The unifocal prostate cancers possess larger tumor volumes than the individual tumor foci in multifocal prostate cancers (Table 1). The unifocal tumors have a mean tumor volume of 13.6 cm3, while the multifocal tumor foci have a mean tumor volume of 2.5 cm3. Analyzed tumors obtained from two flanks of a single focus showed that tumor pairs from these unifocal prostate cancer specimens—MS38, MS78, MS99, MS470 and MS1096 (Figure 3B)—possess dissimilar genetic profiles, i.e., tumor pairs from a single focus were not present in a single cluster. From the cluster diagram (Figure 3B), the unifocal prostate cancer specimens exhibited heterogeneity within the single focus, and it has been suggested to be borne from the possible confluence of multiple separate tumor foci.
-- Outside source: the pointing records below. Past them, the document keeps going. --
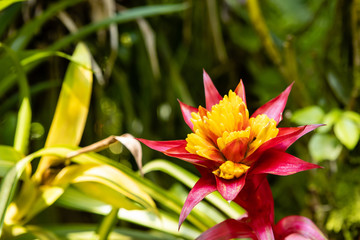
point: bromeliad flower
(258, 223)
(227, 145)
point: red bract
(258, 222)
(227, 145)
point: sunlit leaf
(6, 3)
(74, 199)
(8, 158)
(72, 108)
(103, 180)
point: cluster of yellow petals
(226, 134)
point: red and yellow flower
(227, 144)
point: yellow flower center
(226, 134)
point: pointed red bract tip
(186, 112)
(275, 107)
(240, 91)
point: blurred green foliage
(148, 54)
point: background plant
(149, 53)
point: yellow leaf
(72, 108)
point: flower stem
(107, 224)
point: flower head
(228, 145)
(258, 222)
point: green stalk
(355, 28)
(22, 133)
(108, 224)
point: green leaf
(354, 116)
(324, 147)
(72, 108)
(8, 158)
(122, 17)
(6, 3)
(330, 119)
(29, 29)
(24, 115)
(347, 131)
(308, 115)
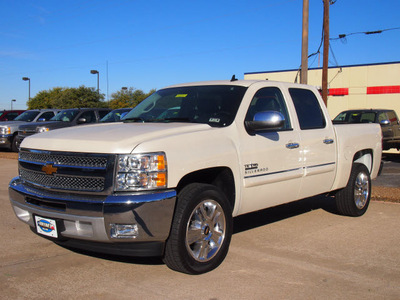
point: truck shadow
(241, 223)
(278, 213)
(391, 157)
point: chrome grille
(91, 184)
(82, 161)
(78, 172)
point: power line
(343, 36)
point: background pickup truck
(169, 179)
(65, 118)
(387, 118)
(9, 129)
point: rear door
(271, 161)
(394, 124)
(317, 142)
Unifocal prostate cancer can be said to be initiated by the progression of independent smaller tumor foci, from which, as time elapses, the tumor foci merge to form a tumor mass, which has a much larger tumor volume and possesses different genetic alterations depending on the area of the tumor investigated [6,7]. It was also suggested that unifocal prostate cancer may be a phenotypic representation of prostate cancer in its late stages [21]. In this study, unifocal prostate cancer was observed to be as heterogeneous as multifocal prostate cancer, due to the possible fusion of several tumor foci of possibly different biological characteristics.
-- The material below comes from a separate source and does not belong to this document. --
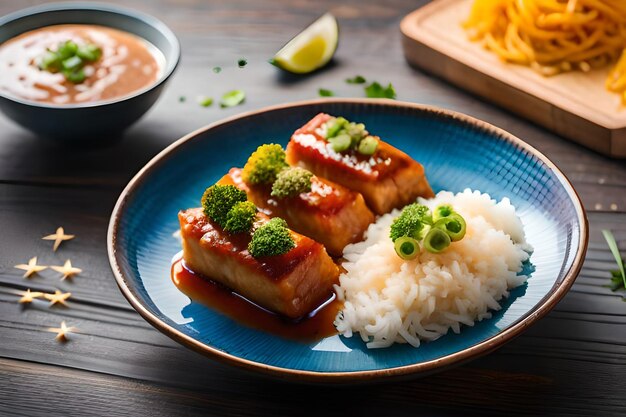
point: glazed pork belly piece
(292, 284)
(387, 178)
(329, 213)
2.4. Copy Number Altered Genes Elucidate Prostate Cancer Heterogeneity

Our study also reveals that alteration of some notable genes was not observed uniformly in tumor pairs from multifocal and unifocal prostate cancer specimens. Genes selected from the Cancer Genome Project [22] and reported to be frequently altered in prostate cancer [23] were detected variably in tumor pairs from single prostates (Figure 4). The presence of “altered prostate cancer -related genes” elucidates the genetic heterogeneity in multifocal and unifocal prostate cancers.

3. Experimental Section

3.1. Sample Acquisition, Handling and Preparation

Fresh frozen radical prostatectomy specimens from over 1700 prostate cancer patients were archived between the years 1998 to 2007 in the bio-bank of the Department of Urology, University Hospital, Muenster, with informed consent of the patients. Prior to storage of tissue specimens, prostate tissue portions from the left and right apex region were embedded in “Tissue -Tek” OCT (optimum cutting temperature) compound (Sakura Finetek, Torrance, CA, USA), briefly flash-frozen in liquid nitrogen and stored afterwards in 2-Methylbuthane solution at −80 ºC. Preserving these tissue portions from the apex region was based on evidence that tumors occur frequently in the peripheral zone and extend laterally into the apex region [24].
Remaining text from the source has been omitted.